In explaining the irregularities, which he had mentioned that he wanted to further investigate, Valdez told the Senate, “Mr. Saldivar visited CIB office, Belize City. He handed some documents to Mr. Romero, who was NCIB in Belize City. Mr. Saldivar refused to give a statement to Mr. Romero, saying that if we are to start investigation into Mr. Penner, he would surely give a statement [then]. I perused some of them [the documents]. I noticed there were copies of nationality—signed, dated certificates. There were copies of passports. My other officers continued to investigate, trying to see how and why it came out of the Immigration Department, and how it reached Mr. Saldivar. Ms. Ady Pacheco, she was the person who apparently received all those files.
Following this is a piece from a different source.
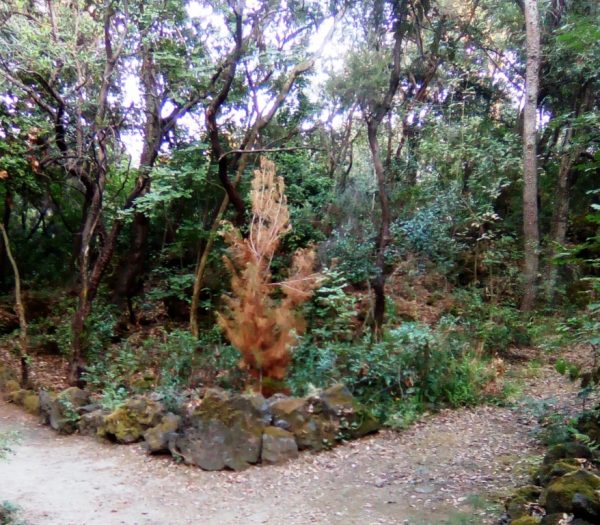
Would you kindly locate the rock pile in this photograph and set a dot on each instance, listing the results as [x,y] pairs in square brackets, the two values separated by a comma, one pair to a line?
[224,430]
[566,489]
“She apparently was the counter clerk somewhere, but there is a receipt issued saying that application received, along with the other documents, copy of passports, police record, lab results and those receipts, that it was Ady Pacheco who received those files that were in our possession. What I do know subsequently was that those documents were taken out of the Immigration office, taken to Mr. Saldivar’s house. To date, I do not know or did not discover how those documents left the Immigration office. My experience as a police officer, I saw that some of these did not coincide with persons who come into the country and are granted nationality, so I commenced an investigation into the Nationality section, the application itself.”

Senator Courtenay asked Valdez to clarify a quote that was put in the public domain about irregularities (reportedly for nationality certificates for applicants who were unqualified) that he, Valdez, had found – referring to the quote as “a quote that apparently is taken from your report, which was sent to the DPP.”

The quoted statement was as follows: “After follow-up was done on this, and questions asked about these discrepancies, this line of investigation did not continue due to instructions. No other follow-up was made; it remained as is.”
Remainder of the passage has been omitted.